Any efforts by Dell to increase synergies between the companies can only be good for customers, and these corporate changes haven’t slowed down VMware’s continued push into new markets. For example, Dell just announced an aggressive product roadmap for its HCI product line that features VMware’s VxRail technology.

And at the latest VMworld conference, the company announced several new initiatives. Project Dimension is a managed service that will bring software-defined data-centre infrastructure- and hardware-as-a-service to on-premises and edge locations.

Project Magna is aimed at leveraging artificial intelligence and machine learning to build self-optimising virtual infrastructures. And Project Concord is VMware’s blockchain initiative.

But there is always a concern that if debt-laden Dell hits a few rough quarters, it might scale back new technology investments at VMware.

So far, however, the overall strategy seems to be working. Revenue for the latest quarter was US$2.2 billion, up 14 per cent from the same quarter of the previous year, and the company increased its full-year revenue projections to nearly US$8.9 billion.

Quarterly earnings of US$1.56 a share beat analyst estimates. And VMware stock, which dipped to a low of around US$50 a share in 2016, is now above US$150 a share.

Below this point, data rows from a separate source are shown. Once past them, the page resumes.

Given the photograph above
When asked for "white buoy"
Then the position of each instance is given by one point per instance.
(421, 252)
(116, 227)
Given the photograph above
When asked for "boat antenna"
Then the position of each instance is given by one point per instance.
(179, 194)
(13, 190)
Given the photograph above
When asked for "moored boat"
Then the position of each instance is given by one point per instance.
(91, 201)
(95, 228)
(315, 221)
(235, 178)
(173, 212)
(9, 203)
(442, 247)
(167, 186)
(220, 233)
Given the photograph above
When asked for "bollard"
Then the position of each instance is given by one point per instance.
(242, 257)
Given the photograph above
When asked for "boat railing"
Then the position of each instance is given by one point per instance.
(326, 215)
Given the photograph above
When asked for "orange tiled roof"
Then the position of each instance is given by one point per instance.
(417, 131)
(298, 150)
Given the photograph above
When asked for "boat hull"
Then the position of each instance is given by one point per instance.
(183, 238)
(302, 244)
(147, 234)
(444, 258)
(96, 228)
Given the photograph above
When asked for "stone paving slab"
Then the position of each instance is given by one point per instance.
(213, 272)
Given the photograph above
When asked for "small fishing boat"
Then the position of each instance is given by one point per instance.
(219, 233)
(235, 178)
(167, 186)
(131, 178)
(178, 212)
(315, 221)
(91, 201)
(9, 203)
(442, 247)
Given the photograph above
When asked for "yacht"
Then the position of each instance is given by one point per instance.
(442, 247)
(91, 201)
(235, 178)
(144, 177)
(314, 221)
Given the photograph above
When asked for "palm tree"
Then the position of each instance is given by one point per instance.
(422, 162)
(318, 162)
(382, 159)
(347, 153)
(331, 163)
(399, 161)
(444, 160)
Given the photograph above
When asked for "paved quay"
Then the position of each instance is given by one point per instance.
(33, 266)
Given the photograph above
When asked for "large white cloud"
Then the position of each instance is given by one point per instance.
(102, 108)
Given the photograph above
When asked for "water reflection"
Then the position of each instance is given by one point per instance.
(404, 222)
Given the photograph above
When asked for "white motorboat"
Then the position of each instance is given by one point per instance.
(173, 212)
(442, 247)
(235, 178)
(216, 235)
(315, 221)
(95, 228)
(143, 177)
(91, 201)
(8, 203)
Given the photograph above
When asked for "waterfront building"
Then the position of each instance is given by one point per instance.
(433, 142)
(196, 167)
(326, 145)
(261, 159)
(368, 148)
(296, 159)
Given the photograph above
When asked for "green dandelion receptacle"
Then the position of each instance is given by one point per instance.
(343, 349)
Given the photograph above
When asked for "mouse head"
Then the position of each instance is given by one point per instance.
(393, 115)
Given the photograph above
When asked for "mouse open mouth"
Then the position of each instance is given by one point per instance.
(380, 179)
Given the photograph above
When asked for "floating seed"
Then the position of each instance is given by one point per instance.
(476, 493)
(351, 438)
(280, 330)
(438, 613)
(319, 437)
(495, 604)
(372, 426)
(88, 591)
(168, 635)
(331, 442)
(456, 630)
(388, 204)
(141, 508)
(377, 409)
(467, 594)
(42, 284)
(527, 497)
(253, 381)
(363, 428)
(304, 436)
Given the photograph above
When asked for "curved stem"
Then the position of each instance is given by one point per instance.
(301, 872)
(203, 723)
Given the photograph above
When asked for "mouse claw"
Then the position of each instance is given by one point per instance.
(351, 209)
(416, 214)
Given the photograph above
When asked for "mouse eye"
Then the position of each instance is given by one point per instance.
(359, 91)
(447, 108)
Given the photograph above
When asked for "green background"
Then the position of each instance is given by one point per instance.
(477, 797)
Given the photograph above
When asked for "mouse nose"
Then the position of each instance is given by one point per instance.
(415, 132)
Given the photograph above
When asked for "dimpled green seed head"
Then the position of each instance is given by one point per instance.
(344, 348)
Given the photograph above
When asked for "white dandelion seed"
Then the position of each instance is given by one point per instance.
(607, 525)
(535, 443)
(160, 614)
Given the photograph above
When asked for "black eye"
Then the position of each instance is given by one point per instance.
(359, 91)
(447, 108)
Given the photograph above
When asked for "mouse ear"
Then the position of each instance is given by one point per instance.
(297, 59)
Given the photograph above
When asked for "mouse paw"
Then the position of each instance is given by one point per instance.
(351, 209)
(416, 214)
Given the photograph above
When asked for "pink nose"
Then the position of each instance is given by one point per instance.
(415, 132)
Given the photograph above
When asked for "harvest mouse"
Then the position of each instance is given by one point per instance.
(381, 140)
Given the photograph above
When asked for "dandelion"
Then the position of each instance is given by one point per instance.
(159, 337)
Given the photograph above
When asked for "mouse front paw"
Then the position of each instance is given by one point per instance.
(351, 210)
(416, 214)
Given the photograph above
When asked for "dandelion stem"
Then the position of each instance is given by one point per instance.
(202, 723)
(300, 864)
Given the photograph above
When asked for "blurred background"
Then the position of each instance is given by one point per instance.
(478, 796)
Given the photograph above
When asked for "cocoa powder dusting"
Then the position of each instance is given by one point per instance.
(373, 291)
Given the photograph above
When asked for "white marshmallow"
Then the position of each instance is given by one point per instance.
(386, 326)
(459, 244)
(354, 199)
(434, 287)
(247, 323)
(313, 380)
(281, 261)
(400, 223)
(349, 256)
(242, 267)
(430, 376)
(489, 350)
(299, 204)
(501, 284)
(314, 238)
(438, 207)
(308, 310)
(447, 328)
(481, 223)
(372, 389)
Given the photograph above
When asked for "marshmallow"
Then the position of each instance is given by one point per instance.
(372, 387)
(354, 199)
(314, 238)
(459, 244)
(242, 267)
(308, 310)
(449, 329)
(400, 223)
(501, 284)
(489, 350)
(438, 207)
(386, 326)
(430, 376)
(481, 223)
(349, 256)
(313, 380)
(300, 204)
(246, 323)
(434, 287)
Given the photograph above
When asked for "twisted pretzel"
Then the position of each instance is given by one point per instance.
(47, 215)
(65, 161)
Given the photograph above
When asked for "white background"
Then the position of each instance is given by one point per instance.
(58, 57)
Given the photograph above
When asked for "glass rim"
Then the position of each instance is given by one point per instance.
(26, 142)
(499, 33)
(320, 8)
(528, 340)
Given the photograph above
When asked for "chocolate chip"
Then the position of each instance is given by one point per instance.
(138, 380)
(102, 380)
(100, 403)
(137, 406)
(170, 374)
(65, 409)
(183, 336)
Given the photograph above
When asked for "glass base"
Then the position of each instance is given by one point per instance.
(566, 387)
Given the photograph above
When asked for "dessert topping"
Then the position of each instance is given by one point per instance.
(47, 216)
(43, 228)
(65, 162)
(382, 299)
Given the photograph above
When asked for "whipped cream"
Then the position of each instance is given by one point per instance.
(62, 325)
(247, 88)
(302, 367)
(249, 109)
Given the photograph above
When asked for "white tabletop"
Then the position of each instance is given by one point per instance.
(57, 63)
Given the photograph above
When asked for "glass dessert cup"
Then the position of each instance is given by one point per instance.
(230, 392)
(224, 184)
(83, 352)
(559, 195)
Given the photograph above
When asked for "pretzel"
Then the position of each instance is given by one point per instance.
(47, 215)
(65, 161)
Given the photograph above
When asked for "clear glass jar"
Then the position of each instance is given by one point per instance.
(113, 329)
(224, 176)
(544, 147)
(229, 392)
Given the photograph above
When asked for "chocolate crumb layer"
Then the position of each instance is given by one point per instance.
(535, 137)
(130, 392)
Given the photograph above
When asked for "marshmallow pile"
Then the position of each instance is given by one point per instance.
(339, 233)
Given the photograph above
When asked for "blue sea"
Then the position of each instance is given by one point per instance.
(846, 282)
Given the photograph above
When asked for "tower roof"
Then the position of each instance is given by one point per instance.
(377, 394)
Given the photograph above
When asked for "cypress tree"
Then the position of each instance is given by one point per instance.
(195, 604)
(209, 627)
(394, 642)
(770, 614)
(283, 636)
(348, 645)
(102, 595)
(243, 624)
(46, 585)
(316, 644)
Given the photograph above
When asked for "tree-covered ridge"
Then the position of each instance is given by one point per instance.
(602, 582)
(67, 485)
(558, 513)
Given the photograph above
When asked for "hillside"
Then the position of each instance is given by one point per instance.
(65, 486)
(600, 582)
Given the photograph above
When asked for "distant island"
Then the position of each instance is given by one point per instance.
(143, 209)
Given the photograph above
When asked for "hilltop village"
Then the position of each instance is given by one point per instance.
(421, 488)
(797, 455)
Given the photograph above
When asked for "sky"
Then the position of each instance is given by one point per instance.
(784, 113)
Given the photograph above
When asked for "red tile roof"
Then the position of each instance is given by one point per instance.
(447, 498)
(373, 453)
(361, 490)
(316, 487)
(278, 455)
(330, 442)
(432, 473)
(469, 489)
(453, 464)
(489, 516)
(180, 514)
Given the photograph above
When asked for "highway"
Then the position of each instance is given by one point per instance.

Industry analysts are impressed. Forrester listed VMware’s HCI offering as one of the leaders in the fast-growing “data centre in a box” market. IDC says VMware is the market leader in cloud management software at more than US$900 million in annual revenue, and is the market leader a new category called IT automation and configuration management.

And Gartner puts VMware in a leadership position in WAN edge technology.

Wolf, not surprisingly, is bullish on VMware’s future: “We will be global leaders in infrastructure, networking, data management, end-user computing, and we will revolutionise how applications and data are secured.

"We will empower customers to take open source projects into production, providing the reliability, scalability and operational consistency they require. Finally, we expect to continue to be a major force in cloud operations and management."